By J. Douglas Allen-Taylor
Friday February 08, 2008

The Oakland City Council 2008 election dance card all but filled up this week with the announcement that North Oakland public safety activist Patrick Mc-Cullough is running for the District One seat currently held by Councilmember Jane Brunner.  

McCullough, an African-American and a city of Berkeley employee, is best known for the 2005 incident in front of his 59th Street house, when he shot and slightly wounded an African-American teenager who was part of a group McCullough said had threatened him with a gun. The Alameda County District Attorney’s office declined to bring charges against either McCullough or any of the teenagers. McCullough’s home was the target of several vandalizing attacks after he led a neighborhood campaign to keep drug dealing off his street. 

He said that combating North Oakland’s soaring crime problem would be one of his top concerns, and immediately criticized the incumbent Brunner for what he called her inaction on the problem. 

“Jane Brunner is typical of many white liberals who have an affinity with groups like the Black Panther Party and are not comfortable in doing what is needed about the crime problem,” McCullough said in a telephone interview. “They’re afraid to be called racist.”  

He added that “there has been no improvement in the city that is attributable to her as councilmember. She doesn’t do things until pushed. I will do things on my own initiative. I’m not going to wait until people complain.
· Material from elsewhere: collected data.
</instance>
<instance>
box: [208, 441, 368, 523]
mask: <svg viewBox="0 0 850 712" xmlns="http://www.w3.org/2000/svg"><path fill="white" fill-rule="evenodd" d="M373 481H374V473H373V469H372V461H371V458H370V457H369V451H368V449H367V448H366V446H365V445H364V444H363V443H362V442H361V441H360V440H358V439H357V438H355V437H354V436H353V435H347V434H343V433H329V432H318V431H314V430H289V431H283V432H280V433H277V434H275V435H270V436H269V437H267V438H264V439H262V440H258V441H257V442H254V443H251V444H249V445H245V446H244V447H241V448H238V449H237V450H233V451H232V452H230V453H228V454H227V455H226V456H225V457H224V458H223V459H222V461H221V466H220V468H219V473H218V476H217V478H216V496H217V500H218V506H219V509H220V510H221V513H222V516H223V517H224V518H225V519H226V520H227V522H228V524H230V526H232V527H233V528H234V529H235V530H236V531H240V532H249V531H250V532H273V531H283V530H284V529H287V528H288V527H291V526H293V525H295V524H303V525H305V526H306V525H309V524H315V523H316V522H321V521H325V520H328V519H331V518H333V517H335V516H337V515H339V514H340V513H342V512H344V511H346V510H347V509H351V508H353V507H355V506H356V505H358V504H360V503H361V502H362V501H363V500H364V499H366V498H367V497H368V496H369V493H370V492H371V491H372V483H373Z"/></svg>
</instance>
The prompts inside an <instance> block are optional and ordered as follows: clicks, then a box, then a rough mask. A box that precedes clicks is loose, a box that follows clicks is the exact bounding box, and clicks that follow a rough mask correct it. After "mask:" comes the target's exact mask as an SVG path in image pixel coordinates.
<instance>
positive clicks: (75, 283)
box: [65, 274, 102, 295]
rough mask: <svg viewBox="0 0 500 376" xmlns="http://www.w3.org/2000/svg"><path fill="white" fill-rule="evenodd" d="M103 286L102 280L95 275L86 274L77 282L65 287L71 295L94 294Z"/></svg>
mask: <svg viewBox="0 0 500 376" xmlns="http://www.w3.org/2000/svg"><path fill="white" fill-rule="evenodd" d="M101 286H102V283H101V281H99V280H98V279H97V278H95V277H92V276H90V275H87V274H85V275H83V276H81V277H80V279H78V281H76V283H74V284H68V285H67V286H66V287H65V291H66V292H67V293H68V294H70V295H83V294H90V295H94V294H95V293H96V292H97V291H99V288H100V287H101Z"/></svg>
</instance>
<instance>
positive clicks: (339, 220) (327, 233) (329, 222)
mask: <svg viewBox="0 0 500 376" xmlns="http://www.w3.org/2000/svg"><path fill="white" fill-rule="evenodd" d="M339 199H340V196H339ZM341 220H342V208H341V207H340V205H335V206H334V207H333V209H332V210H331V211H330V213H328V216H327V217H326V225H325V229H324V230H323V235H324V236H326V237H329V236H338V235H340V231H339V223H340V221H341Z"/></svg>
I don’t know who is benefiting from her inaction, but people are suffering.” 

He said that if elected, he would move toward increasing the number of police in Oakland to between 1,100 and 1,200, significantly higher than the 803 currently-authorized strength. 

“A lot of people are afraid to go outside, afraid to cut their grass, afraid to casually walk around their neighborhood,” McCullough said.  

While Brunner agreed that crime is “the biggest issue” in her North Oakland district, she took issue with McCullough’s contention that she had not been doing anything about it. 

“We have made it our top priority in the last two years,” she said. “I am the one who pushes [Oakland Police Chief Wayne Tucker] the most in developing public safety strategies. I think [Mr. McCullough] may not have been paying attention recently.” 

Brunner also disputed McCullough’s contention that she was a white liberal who is soft on crime. “I’m proud of being a progressive,” she said. She said that she would talk more about the issues in her district as the campaign developed, adding, “I think I will win. I know I have a lot of support.” 

If Council President Ignacio De La Fuente announces for re-election for his District Five seat, as expected, there will be contested races in all of the Oakland City Council districts whose four-year terms are up this year: One, Three, Five, Seven, and At Large. While candidates have informally announced for all of these races, official candidate filing does not begin until Monday, Feb. 11 and runs through March 7. 

Neither De La Fuente nor At Large Councilmember Henry Chang responded to telephone inquiries about whether they were running for re-election this year. 

Council races are set for June 3, with a November runoff scheduled for multi-candidate races in which no candidate received more than 50 percent of the vote.